Soria oder Medinaceli — eine Entsprechung findet. Nichts an diesem Vergleich ist blasphemisch, hat doch die Tötung des Stiers, der danach in einem Festmahl von allen verzehrt wird, mythisch religiösen Hintergrund.

Ostern ist wohl auch ein Symbol .Spaniens: niederdrückendes Leid und sich aufbäumender Stolz prägen nicht nur klischeehaft das Bild dieses Landes; im besonderen Maß haben sie für Andalusien ihre Gültigkeit behalten. So ambivalent und allgemein die Bedeutung ist, so ambivalent und allgemein ist auch die Beteiligung: alle Schichten, politischen Richtungen, alle Altersgruppen sind vertreten.

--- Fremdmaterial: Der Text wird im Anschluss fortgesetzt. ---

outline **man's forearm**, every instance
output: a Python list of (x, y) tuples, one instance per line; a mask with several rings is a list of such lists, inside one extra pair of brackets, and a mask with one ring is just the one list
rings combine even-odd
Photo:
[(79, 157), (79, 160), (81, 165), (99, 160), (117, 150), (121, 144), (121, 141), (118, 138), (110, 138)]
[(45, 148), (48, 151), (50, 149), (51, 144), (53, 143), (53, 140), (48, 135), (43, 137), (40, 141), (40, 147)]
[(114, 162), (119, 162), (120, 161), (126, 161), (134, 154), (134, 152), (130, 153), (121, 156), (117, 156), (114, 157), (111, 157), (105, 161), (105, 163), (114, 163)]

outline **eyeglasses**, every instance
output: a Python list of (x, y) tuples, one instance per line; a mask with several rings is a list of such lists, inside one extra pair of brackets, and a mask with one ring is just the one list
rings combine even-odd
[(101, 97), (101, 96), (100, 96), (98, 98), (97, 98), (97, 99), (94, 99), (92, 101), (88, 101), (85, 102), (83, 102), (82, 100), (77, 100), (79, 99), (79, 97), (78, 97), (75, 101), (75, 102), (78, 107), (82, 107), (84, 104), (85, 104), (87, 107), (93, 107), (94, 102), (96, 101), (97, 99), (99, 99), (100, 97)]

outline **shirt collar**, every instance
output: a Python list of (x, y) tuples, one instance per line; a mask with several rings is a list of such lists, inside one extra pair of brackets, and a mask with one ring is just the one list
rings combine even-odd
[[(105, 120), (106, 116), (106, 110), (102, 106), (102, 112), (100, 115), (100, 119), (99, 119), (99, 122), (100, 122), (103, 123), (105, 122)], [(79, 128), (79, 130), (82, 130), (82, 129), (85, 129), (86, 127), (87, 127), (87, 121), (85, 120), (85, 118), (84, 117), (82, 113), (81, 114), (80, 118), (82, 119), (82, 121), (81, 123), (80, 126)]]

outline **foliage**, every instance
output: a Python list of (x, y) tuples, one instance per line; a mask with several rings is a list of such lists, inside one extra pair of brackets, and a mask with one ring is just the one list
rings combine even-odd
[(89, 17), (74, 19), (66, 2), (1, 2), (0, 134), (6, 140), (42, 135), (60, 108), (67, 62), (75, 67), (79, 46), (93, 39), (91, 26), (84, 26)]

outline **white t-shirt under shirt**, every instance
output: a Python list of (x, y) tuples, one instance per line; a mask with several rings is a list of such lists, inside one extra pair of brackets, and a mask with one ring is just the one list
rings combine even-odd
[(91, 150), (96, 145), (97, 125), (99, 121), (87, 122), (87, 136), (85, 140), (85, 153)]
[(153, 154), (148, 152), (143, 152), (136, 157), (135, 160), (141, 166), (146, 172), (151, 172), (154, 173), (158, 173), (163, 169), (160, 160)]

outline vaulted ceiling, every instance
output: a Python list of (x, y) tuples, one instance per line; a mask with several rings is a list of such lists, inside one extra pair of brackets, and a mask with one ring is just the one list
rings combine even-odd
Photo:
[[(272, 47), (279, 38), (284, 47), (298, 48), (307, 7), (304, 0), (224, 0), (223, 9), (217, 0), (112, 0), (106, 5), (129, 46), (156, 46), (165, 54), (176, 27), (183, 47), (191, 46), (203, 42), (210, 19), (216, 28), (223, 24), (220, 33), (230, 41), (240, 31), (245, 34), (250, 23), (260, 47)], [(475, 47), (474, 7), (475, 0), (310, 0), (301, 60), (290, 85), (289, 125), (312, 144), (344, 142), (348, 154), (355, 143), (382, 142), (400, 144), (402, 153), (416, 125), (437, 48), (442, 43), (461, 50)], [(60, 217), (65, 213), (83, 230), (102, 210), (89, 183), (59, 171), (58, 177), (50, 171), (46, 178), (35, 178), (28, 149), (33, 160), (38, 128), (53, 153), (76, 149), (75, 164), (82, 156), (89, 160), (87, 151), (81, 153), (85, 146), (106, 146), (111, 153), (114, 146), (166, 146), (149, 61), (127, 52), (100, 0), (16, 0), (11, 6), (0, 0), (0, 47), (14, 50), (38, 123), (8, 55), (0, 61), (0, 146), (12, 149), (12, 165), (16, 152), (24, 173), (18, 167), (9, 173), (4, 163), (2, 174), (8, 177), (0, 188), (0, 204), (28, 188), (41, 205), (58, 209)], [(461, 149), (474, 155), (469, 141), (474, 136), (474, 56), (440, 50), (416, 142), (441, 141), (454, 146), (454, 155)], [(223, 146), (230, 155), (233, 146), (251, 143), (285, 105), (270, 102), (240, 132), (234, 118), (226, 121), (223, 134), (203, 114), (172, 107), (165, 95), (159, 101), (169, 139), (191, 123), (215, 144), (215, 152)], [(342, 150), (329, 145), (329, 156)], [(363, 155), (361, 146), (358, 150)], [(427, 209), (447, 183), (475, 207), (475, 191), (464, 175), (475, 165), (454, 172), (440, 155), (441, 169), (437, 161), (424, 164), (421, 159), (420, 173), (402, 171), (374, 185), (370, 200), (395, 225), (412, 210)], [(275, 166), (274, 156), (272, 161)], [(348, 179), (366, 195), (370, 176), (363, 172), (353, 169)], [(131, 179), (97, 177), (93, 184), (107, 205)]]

Drei Tage lang waren wir damals in Jaen, und wir waren auch bei der großen Vormittagsprozession des Karfreitag, die gegen halb zwei Uhr nachmittags endete. Danach versammelten sich die Erschöpften in den Bars und labten sich mit Wein und Bier, mit Fleischspießchen, Gam-bas, und Landwurst und Schinken, um nach diesem Aperitif zum häuslichen Familientisch heimzukehren. Um drei Uhr war es völlig ausgestorben in den Straßen, nichts war zu hören; flirrende Hitze stieg vom Asphalt auf, eine Menge magerer Hunde streunte herum, nur unter unseren Schuhen schmatzte es bei jedem Schritt; das Wachs von Tausenden Kerzerf bedeckte den Boden.

Wir stiegen hinauf zur arabischen Burg. In der Stille lag Jaen fern, ungreifbar, unbegreiflich unter uns wie eine Einbildung.

Obschon im Laufe der Jahre die Eindrücke verschwimmen und verblassen, die Ergriffenheit und Verstörung angesichts der damaligen Ereignisse läßt sich nicht leugnen und bleibt — eigenartig — als Sehnsucht eines Paria in der Erinnerung haften. Ein Bild jedoch hat sich mir eingeprägt. Ronda: ich stand in der Dämmerung auf der Brücke über der Schlucht, und aus den Gassen tönte Trommel- und Trompetenklang; die Schlucht war tiefviolett, der Himmel leuchtend gelb und rot, die Farben der spanischen Fahne; und um das Maß voll zu machen, erschien der Abendstern.

Der Autor war Lektor für Germanistik an der Universität Complutense in Madrid.